A small group of people in the meeting coordinated the work. I’m sure that they prayed over it. I know that their work was a prayer.

We assembled the boxes, and we laughed and joked and had a good time while we did it. Joy is one of the benefits of giving, and joy should accompany all mission work.

We brought the boxes into our worship. We gathered them up, and we held them in our hands, and we prayed as a church community. Mission is supposed to be like that!

And then we send them out, with our prayers. We don’t know where each gift will land. We don’t know where each box will go. In a way, the boxes are like seeds being scattered. We hope and pray that children will benefit from these things.

I hope that God will bless the children, and I hope that God will bless us, because we are doing this in the name of Jesus Christ, who said that children belong to the kingdom of Heaven, whoever they are and wherever they happen to be.

I think that Springfield needs to engage in more missions like this. They can be local. They can cross borders. I think a mix of missions is healthy for a congregation.

I’d like to continue with some of the other missions our meeting has. I’d like to increase their visibility and promote them.

I think it would be a good idea if, instead of just putting cans and boxes in the COAT barrel, if once in a while we brought the barrel down front and prayed before sending our gifts out. Or maybe we could all get out of our seats, like we did this morning, and prayed over our gifts and then helped to load them into the van together. I think it would be good for us!
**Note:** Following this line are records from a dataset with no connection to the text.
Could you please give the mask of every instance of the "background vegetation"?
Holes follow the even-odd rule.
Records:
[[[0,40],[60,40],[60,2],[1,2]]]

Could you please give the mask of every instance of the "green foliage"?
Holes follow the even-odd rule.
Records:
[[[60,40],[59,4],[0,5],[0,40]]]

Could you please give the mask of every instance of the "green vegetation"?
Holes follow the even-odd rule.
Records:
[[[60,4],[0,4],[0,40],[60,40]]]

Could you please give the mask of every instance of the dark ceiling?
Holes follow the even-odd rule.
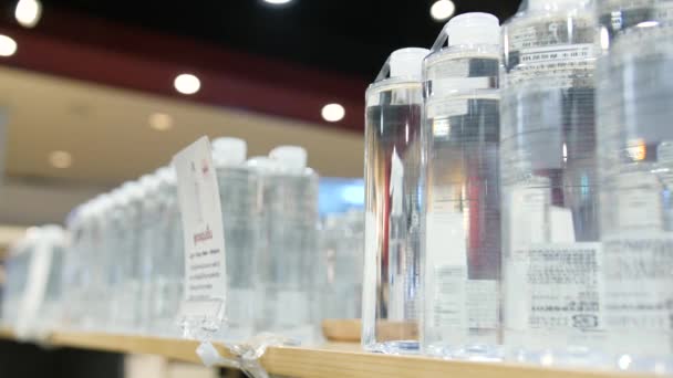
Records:
[[[442,28],[433,0],[42,0],[51,11],[102,18],[148,31],[187,36],[239,52],[270,56],[328,72],[375,76],[396,48],[429,46]],[[517,0],[454,0],[456,13],[484,11],[500,21]],[[15,0],[0,0],[11,17]]]

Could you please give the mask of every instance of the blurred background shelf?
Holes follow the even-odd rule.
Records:
[[[0,329],[0,338],[15,339],[10,329]],[[100,333],[56,332],[45,345],[124,354],[157,355],[200,364],[198,342],[146,336]],[[215,345],[222,356],[226,347]],[[452,378],[608,378],[654,377],[621,372],[582,371],[509,364],[447,361],[426,357],[387,356],[361,350],[355,343],[329,343],[319,348],[270,347],[261,358],[269,374],[289,377],[452,377]]]

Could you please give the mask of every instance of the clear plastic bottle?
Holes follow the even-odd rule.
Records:
[[[500,359],[499,41],[496,17],[460,14],[425,60],[422,340],[431,355]]]
[[[151,329],[159,336],[178,336],[177,314],[182,303],[185,256],[177,182],[172,167],[159,168],[155,176],[158,217],[155,235],[157,251],[153,253]]]
[[[138,180],[143,190],[141,228],[138,235],[138,269],[139,269],[139,324],[138,330],[147,333],[152,328],[155,303],[155,279],[157,262],[165,251],[165,239],[159,234],[162,217],[162,198],[158,192],[158,180],[152,175],[144,175]]]
[[[128,193],[123,187],[110,193],[110,228],[107,233],[107,245],[111,254],[111,265],[107,274],[110,287],[110,322],[107,328],[112,332],[126,332],[131,324],[131,308],[128,307],[128,265],[131,264],[131,238],[126,209],[128,207]],[[74,238],[74,237],[73,237]]]
[[[656,0],[596,0],[598,24],[601,28],[601,48],[630,30],[643,25],[655,17]]]
[[[269,157],[276,170],[262,176],[266,255],[262,329],[311,344],[318,340],[312,311],[318,252],[318,175],[307,153],[279,146]]]
[[[242,342],[255,326],[255,261],[258,229],[255,175],[245,166],[247,146],[238,138],[213,140],[227,259],[227,321],[219,338]]]
[[[671,4],[653,6],[662,3]],[[597,73],[608,349],[619,369],[662,375],[673,372],[673,25],[666,14],[621,34]]]
[[[29,283],[31,297],[21,317],[32,335],[46,335],[58,327],[62,304],[63,252],[66,235],[60,225],[40,228],[39,241],[31,259]]]
[[[121,330],[137,333],[142,324],[142,280],[143,256],[141,255],[141,230],[143,217],[143,187],[131,181],[122,187],[124,200],[122,201],[123,223],[120,239],[121,273]]]
[[[365,93],[362,346],[373,351],[418,351],[421,75],[427,53],[394,51]]]
[[[35,248],[39,230],[29,230],[23,239],[14,243],[9,251],[6,263],[6,283],[2,292],[2,326],[15,328],[21,316],[20,308],[28,286],[30,261]]]
[[[359,318],[362,314],[363,228],[360,210],[328,214],[322,222],[319,267],[324,286],[318,298],[322,318]]]
[[[583,0],[525,1],[503,38],[504,343],[517,360],[598,365],[594,12]]]

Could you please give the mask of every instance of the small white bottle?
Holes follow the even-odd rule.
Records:
[[[529,0],[503,24],[500,185],[508,358],[600,364],[604,343],[592,3]]]
[[[268,260],[265,303],[266,324],[299,343],[315,343],[318,252],[318,175],[307,167],[307,151],[279,146],[269,153],[278,171],[263,178]]]
[[[394,51],[365,93],[362,346],[372,351],[418,353],[422,63],[428,53]]]
[[[457,15],[423,71],[422,346],[445,358],[501,358],[499,41],[496,17]]]
[[[245,166],[247,145],[238,138],[213,140],[227,266],[226,322],[218,338],[244,342],[253,334],[257,229],[255,176]]]

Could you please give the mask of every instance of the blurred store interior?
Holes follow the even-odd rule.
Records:
[[[203,135],[244,138],[248,156],[301,145],[323,178],[321,213],[361,207],[363,94],[381,63],[427,48],[452,14],[503,21],[518,1],[434,4],[1,0],[0,251]]]

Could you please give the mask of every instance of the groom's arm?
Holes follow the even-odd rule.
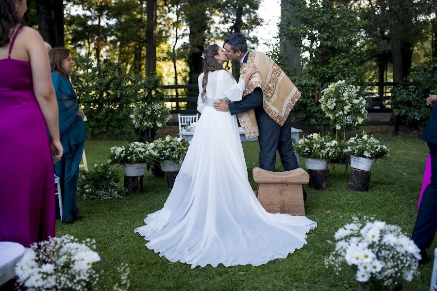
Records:
[[[226,104],[227,103],[226,101],[220,102],[216,101],[214,108],[219,111],[227,111],[226,109],[227,105],[227,109],[229,110],[232,115],[253,109],[263,103],[263,90],[260,88],[255,88],[253,92],[248,94],[241,101]]]

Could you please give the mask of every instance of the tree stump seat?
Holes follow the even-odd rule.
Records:
[[[309,175],[303,169],[277,172],[257,167],[252,174],[258,183],[258,200],[266,211],[305,215],[302,185],[308,184]]]

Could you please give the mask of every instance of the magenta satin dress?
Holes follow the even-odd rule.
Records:
[[[0,60],[0,241],[29,247],[55,233],[53,166],[30,64]]]

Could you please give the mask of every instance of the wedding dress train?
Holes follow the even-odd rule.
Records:
[[[224,70],[210,72],[206,102],[173,189],[162,209],[134,230],[146,246],[172,262],[216,267],[266,263],[306,243],[317,226],[305,216],[267,212],[248,180],[236,118],[212,107],[241,100],[245,84]],[[199,90],[202,92],[202,78]]]

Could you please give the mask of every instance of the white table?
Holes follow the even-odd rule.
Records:
[[[296,143],[299,142],[299,140],[301,139],[301,138],[299,137],[299,133],[302,132],[302,129],[295,129],[294,128],[291,128],[291,139],[294,139],[294,141],[296,142]],[[296,159],[298,161],[298,165],[299,164],[299,162],[300,162],[301,157],[299,157],[299,154],[295,152],[295,154],[296,155]]]
[[[193,139],[193,136],[194,135],[194,132],[195,132],[195,128],[192,129],[189,131],[181,131],[178,135],[182,136],[183,137],[185,137],[185,140],[189,142]],[[246,138],[246,135],[244,134],[243,129],[241,128],[238,128],[238,133],[240,134],[240,140],[242,142],[253,142],[253,141],[258,140],[258,137],[254,137],[248,140]]]
[[[15,276],[15,265],[24,254],[19,243],[0,242],[0,286]]]

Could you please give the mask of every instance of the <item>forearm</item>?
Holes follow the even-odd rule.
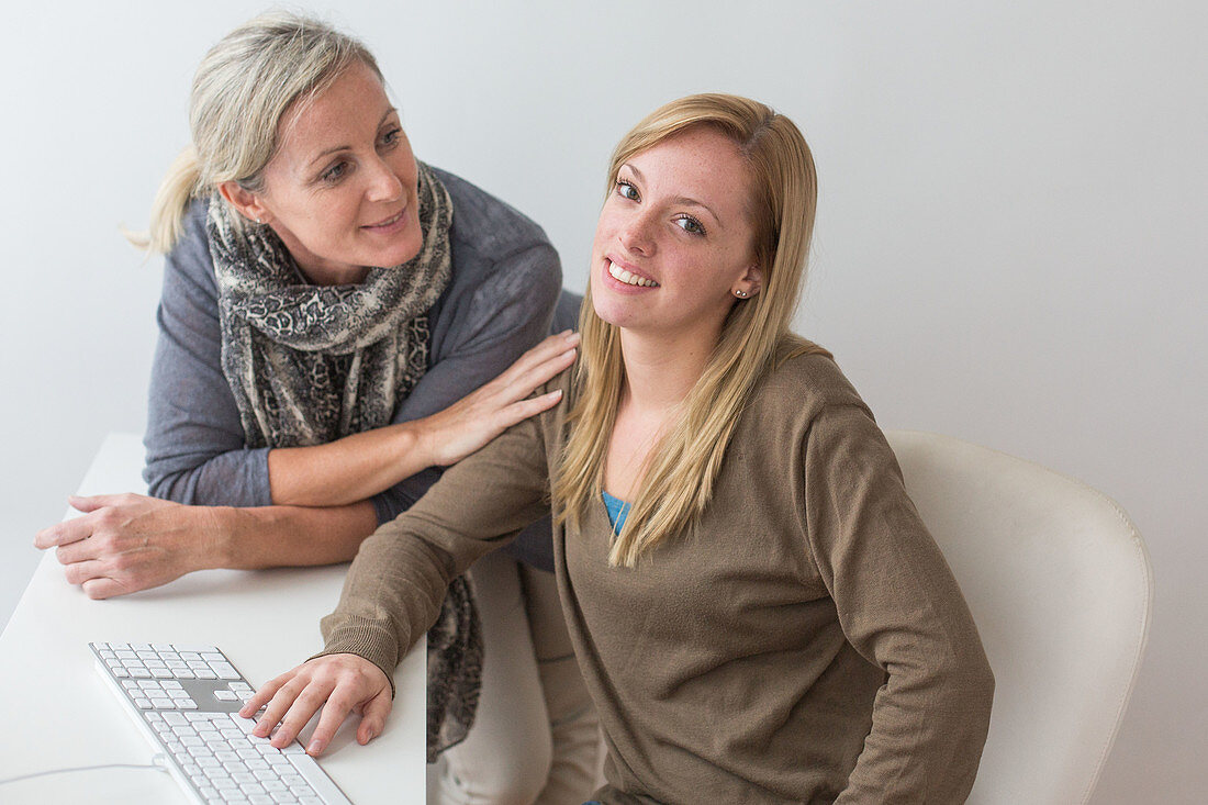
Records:
[[[432,464],[423,427],[423,421],[402,422],[326,445],[271,450],[273,503],[344,506],[390,488]]]
[[[373,504],[214,510],[210,567],[257,569],[347,562],[377,527]]]

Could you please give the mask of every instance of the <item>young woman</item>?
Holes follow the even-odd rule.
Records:
[[[97,598],[208,567],[350,560],[434,468],[557,401],[527,398],[574,359],[569,330],[521,358],[551,317],[561,331],[577,315],[545,234],[414,158],[360,42],[254,19],[202,62],[190,116],[150,237],[167,253],[156,497],[74,500],[88,514],[37,537]],[[548,523],[519,542],[552,571]],[[527,600],[503,556],[470,579],[429,636],[429,752],[454,747],[436,801],[581,799],[597,720],[562,619],[532,636],[525,619],[525,603],[557,613],[552,573],[524,573]]]
[[[957,803],[993,678],[872,415],[789,332],[812,157],[767,106],[693,95],[617,146],[563,399],[360,549],[324,655],[266,684],[278,746],[326,701],[379,734],[458,568],[552,509],[608,743],[602,803]],[[472,500],[474,505],[464,505]],[[461,505],[457,505],[457,504]]]

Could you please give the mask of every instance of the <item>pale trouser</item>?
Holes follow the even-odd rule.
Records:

You may think that I stirred things up with maintenance this past year. But I am passionate about mission!

I spent 12 years in two different yearly meetings as the clerk of the yearly meeting missions committee. I helped raise and administer hundreds of thousands of dollars for mission work, and recruited and prayed with and blessed at least 10 Quaker missionaries.
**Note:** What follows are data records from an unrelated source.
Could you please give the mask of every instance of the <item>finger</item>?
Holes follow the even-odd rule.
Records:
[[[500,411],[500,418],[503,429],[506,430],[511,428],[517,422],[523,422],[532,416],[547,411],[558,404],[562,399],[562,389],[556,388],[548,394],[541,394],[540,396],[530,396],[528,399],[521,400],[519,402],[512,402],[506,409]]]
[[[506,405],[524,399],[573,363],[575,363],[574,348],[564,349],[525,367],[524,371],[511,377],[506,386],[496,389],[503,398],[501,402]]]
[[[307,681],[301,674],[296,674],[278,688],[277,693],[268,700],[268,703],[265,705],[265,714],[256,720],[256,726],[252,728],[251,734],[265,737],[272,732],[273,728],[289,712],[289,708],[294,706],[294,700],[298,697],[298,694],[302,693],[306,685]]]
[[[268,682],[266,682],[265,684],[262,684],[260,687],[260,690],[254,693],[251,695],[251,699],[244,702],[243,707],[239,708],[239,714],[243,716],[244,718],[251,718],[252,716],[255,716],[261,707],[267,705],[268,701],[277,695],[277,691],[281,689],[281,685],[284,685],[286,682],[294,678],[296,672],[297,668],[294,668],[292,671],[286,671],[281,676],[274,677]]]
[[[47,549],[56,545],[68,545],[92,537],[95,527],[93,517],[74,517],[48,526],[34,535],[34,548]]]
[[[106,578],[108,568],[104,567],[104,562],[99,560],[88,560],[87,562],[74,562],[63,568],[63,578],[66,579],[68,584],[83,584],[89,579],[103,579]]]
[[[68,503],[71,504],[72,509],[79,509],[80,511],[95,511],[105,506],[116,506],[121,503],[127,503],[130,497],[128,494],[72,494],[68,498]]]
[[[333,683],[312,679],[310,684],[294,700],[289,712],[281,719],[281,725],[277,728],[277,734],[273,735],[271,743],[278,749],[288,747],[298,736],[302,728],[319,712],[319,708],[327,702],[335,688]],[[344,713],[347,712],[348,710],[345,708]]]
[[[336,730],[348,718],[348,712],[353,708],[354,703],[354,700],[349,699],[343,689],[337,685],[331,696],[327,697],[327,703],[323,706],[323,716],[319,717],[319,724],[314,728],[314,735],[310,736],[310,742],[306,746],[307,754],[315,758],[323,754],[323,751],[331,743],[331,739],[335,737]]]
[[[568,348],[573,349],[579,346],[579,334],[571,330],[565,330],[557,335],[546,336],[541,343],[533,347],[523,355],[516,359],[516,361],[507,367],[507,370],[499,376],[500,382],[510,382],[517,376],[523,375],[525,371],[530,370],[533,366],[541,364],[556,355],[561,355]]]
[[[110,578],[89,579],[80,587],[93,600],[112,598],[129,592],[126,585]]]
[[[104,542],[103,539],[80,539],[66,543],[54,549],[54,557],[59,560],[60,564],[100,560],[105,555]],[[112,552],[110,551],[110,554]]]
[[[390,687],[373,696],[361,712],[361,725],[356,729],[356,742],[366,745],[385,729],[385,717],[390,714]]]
I also spent close to 15 years serving on the General Board of Friends United Meeting, which is our international Quaker mission board. I’ve been on mission trips to Africa and to the Quaker center for Choctaw people in Alabama. Joyce and I have hosted many missionaries in our own home.

In the last meeting I served before I came here to Springfield, I helped to build a multi-church mission very similar to COAT. We were starting from nothing, and we had to work and pray and overcome resistance and hostility. When I left, there were 16 congregations involved.

I really care about this stuff, and if you think you’ve seen me get excited about maintenance, you haven’t seen me get excited about missions!

In today’s Scripture, the apostle Paul asks some rhetorical questions. The church he was writing to at Rome was small and struggling. They had all kinds of practical problems. But he encouraged them to reach out.

He said, “How can people call on One they haven’t believed in?
And how can people believe in One whom they haven’t even heard about?
And how can people hear without someone preaching to them?
And how can anyone preach unless they are sent by God?”

Those are all pretty good questions. If people are going to believe, someone has to talk with them. Someone has to show them. Someone has to speak to their hearts and minds.

We know that this is something which needs to happen today, in our generation. We can’t depend on people coming to Christ just because their grandparents were Christians. We can’t depend on the church’s reputation from the past – the new generation needs to hear things fresh, for themselves.

I don’t think that faith is declining. I think people are still hungry. I think the needs are always with us. God is still calling.

But people need to hear the Word in a fresh way, in every generation. It’s the thing Jesus talked about – how we need new wineskins to hold the new wine. Missions are always new.

We can build on our past, but we can’t assume that people know a single thing – about the Bible, about Jesus Christ, about anything. Someone needs to tell them afresh.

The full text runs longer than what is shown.